Ranking of query results is one of the fundamental problems in information retrieval (IR), the scientific/engineering discipline behind search engines. Given a query q and a collection D of documents that match the query, the problem is to rank, that is, sort, the documents in D according to some criterion so that the "best" results appear early in the result list displayed to the user. Classically, ranking criteria are phrased in terms of relevance of documents with respect to an information need expressed in the query.
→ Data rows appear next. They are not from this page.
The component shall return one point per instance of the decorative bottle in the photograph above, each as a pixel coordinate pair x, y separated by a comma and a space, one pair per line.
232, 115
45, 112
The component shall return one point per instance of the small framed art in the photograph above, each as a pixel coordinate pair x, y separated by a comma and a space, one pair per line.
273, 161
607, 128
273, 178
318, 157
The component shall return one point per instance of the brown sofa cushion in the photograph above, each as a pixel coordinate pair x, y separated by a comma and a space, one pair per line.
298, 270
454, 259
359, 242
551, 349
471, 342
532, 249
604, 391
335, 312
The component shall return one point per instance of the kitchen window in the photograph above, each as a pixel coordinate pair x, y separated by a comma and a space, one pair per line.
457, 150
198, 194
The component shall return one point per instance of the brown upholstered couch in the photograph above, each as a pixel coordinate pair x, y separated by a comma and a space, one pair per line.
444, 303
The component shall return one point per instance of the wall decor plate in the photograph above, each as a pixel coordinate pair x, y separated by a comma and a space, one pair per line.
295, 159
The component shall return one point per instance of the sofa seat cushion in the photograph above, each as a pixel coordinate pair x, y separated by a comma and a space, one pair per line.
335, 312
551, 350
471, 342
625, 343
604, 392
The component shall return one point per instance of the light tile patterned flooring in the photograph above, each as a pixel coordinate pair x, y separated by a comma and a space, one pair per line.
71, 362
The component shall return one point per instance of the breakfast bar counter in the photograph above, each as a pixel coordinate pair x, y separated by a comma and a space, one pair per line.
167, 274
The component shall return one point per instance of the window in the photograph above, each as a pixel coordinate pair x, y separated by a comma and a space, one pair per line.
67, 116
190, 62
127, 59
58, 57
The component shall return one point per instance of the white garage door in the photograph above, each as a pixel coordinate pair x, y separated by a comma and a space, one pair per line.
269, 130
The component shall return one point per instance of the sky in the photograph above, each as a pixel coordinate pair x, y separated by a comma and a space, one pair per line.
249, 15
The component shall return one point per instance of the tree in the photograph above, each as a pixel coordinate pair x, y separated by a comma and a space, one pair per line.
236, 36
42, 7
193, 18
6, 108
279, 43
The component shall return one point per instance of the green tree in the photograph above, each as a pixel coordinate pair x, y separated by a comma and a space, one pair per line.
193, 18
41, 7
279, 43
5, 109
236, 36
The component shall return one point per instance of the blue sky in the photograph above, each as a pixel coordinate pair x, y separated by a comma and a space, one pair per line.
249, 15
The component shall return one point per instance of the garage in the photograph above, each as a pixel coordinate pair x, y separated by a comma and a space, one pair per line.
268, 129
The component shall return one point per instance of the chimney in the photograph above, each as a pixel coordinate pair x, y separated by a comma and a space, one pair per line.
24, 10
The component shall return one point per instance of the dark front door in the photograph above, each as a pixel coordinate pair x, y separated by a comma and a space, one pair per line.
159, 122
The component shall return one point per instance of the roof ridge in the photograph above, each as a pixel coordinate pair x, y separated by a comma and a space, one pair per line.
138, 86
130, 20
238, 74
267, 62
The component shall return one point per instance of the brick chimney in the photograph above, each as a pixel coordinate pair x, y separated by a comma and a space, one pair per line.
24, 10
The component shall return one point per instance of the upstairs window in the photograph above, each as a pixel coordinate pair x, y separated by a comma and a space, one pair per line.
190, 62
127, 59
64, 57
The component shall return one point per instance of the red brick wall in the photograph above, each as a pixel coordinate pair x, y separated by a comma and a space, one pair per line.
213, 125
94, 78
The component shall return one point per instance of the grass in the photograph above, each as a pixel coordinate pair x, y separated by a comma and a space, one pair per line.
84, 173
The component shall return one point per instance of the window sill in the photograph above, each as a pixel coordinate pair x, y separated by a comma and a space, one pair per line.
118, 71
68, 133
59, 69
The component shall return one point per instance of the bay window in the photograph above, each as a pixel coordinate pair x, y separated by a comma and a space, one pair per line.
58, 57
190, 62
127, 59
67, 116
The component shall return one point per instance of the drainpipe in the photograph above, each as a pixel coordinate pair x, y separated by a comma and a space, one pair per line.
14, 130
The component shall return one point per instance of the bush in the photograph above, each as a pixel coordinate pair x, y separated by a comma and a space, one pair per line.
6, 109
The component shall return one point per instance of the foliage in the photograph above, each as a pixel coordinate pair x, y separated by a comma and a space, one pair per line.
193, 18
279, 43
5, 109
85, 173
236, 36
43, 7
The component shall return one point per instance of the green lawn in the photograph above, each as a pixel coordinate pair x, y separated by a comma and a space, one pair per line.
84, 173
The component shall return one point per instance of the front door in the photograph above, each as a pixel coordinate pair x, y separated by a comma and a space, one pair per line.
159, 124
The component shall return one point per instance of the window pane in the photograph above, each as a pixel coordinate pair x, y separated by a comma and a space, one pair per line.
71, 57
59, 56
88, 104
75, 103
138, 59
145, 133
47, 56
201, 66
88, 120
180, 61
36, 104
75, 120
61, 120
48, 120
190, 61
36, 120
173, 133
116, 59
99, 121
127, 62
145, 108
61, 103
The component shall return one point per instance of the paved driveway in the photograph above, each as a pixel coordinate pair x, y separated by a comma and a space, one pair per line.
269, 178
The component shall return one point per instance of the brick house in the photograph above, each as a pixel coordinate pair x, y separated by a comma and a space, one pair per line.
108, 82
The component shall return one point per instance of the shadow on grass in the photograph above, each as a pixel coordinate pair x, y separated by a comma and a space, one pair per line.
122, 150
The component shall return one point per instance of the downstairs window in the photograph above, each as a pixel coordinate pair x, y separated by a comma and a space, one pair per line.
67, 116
Ranking is often reduced to the computation of numeric scores on query/document pairs; a baseline score function for this purpose is the cosine similarity between tf–idf vectors representing the query and the document in a vector space model,BM25 scores, or probabilities in a probabilistic IR model. A ranking can then be computed by sorting documents by descending score. An alternative approach is to define a score function on pairs of documents d₁, d₂ that is positive if and only if d₁ is more relevant to the query than d₂ and using this information to sort.
Ranking functions are evaluated by a variety of means; one of the simplest is determining the precision of the first k top-ranked results for some fixed k; for example, the proportion of the top 10 results that are relevant, on average over many queries.
Frequently, computation of ranking functions can be simplified by taking advantage of the observation that only the relative order of scores matters, not their absolute value; hence terms or factors that are independent of the document may be removed, and terms or factors that are independent of the query may be precomputed and stored with the document.